A expressão da liberdade

É tema de debate e discussão, há séculos, mas está na ordem do dia nestes últimos tempos um pouco por todo este globo giratório, sendo sujeitos a escrutínio desde rappers obscuros (notórios pelo simples facto da condenação por delito de expressão) até líderes, ora destituídos, de grandes potências mundiais que se “safaram” por voto e pela primeira emenda à Constituição que os pais da nação instituíram.

Muitas foram as figuras que nos falaram um pouco ou um muito sobre a questão convidando-nos a também nos debruçarmos sobre ela. As opiniões variam, naturalmente, conforme os tempos e as culturas onde se inseriram os pensadores e quem sobre a questão ponderou e pondera. Mas parte tudo de uma questão base que é a liberdade, a sua dimensão efetiva e a existência ou não de limites, sejam eles exógenos ou intrínsecos, físicos ou de valores.

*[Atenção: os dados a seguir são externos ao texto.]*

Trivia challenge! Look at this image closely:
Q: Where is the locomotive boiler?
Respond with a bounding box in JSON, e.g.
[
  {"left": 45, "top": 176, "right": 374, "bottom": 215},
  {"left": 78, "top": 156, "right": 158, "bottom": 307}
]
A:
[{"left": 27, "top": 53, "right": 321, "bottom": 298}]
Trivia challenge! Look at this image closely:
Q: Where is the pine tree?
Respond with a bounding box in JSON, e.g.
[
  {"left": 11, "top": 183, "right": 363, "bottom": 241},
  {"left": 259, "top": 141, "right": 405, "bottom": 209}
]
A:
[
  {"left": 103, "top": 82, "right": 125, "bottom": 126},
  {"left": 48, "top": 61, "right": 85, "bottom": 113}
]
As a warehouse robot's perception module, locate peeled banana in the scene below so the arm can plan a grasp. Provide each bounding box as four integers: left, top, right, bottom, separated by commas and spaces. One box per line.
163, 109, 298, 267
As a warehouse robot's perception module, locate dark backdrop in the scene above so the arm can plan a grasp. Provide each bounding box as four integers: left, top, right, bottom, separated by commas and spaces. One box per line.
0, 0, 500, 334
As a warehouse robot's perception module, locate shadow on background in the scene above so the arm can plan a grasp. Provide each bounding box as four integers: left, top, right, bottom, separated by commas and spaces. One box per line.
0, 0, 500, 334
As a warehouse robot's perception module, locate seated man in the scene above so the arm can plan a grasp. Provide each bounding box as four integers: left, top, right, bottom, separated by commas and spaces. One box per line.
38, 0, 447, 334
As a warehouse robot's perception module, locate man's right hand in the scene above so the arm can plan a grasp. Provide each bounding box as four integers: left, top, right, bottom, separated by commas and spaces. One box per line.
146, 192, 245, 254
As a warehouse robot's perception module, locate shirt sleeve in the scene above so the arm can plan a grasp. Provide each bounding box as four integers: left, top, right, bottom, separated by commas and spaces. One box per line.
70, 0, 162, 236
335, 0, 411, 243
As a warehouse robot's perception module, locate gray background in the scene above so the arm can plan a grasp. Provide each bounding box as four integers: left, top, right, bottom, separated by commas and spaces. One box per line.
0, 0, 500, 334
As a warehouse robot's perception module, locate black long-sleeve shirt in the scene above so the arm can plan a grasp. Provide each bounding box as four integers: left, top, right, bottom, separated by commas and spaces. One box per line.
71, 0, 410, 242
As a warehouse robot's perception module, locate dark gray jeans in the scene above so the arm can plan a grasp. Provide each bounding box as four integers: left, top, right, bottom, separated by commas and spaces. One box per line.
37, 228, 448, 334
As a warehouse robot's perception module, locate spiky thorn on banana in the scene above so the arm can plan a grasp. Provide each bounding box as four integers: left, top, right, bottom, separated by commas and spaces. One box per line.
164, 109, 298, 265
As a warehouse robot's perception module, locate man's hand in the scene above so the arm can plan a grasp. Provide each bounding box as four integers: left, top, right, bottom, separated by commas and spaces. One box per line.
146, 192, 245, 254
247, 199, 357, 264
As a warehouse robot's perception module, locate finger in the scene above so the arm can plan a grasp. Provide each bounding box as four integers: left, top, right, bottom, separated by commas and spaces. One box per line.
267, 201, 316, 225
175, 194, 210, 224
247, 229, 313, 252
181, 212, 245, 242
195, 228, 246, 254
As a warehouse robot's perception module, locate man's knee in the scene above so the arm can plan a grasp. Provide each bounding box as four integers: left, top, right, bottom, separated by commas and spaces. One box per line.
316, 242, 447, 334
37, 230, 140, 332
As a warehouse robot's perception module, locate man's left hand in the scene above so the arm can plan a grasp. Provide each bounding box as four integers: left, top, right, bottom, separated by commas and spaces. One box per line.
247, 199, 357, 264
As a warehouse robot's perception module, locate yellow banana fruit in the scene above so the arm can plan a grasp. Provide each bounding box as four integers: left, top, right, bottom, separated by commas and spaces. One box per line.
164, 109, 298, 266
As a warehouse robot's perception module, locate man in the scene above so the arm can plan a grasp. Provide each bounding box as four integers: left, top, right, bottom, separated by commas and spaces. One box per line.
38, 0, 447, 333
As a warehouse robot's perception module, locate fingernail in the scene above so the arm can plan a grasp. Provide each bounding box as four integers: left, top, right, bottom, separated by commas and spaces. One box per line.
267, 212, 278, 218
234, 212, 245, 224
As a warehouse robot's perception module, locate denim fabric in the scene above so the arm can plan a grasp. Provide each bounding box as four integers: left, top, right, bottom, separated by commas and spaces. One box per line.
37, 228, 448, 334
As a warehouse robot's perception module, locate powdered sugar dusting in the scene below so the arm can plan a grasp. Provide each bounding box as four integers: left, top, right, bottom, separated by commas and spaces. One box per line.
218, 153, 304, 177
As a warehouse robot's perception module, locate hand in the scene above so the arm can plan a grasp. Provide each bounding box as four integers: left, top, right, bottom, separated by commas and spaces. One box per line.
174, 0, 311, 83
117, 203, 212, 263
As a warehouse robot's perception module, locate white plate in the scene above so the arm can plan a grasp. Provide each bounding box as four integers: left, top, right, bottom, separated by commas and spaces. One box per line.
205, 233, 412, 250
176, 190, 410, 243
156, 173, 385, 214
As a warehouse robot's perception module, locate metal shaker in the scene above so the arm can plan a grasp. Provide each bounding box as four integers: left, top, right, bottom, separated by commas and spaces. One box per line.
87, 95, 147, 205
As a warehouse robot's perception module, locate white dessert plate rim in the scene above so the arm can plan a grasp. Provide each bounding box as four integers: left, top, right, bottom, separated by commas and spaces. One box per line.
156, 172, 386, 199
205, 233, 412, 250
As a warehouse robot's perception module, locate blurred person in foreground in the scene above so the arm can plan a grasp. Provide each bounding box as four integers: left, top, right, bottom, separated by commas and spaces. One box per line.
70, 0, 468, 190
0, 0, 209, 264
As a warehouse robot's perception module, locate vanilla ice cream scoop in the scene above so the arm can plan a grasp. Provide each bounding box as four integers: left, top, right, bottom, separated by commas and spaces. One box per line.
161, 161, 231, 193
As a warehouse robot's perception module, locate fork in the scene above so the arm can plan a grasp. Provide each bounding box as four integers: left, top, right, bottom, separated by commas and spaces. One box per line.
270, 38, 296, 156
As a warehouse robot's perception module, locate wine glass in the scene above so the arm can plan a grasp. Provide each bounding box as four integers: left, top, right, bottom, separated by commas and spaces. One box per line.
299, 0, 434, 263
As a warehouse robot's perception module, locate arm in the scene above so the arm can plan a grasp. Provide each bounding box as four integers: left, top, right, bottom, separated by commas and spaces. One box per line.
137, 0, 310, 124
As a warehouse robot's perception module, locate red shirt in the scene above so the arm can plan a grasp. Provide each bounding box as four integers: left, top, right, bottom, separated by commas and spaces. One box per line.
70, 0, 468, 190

A liberdade não se confunde com a libertinagem, mas em parte tem coincidência naquilo que se conhece como o livre arbítrio, que segundo as conceções culturais mais próximas, nos terá sido concedido, por ente superior, o que cerceia um pouco a noção do conceito.

Os confrontos de ideias sobre a questão levaram (e levam ainda) à morte de alguns exatamente pelo facto de não ser aceite a sua liberdade, nem a alheia, ou pior: pelo desejo de poder desmesurado a que a liberdade naturalmente obsta. Temas tabu, limites intransponíveis por valores superiores à liberdade, conceitos de respeito, são alguns dos mais comuns limites invocados.

A cada qual assiste o direito de livremente se expressar e que esse mesmo direito seja reconhecido, sendo o mesmo direito aos outros indivíduos reconhecidos. Sinalagma é premissa essencial para que o exercício de liberdade exista, sob pena de vício de jogo. Não obsta a que se discorde ou se opte por desconsiderar ou mesmo não ouvir, ler ou ver - também são direitos a reconhecer. 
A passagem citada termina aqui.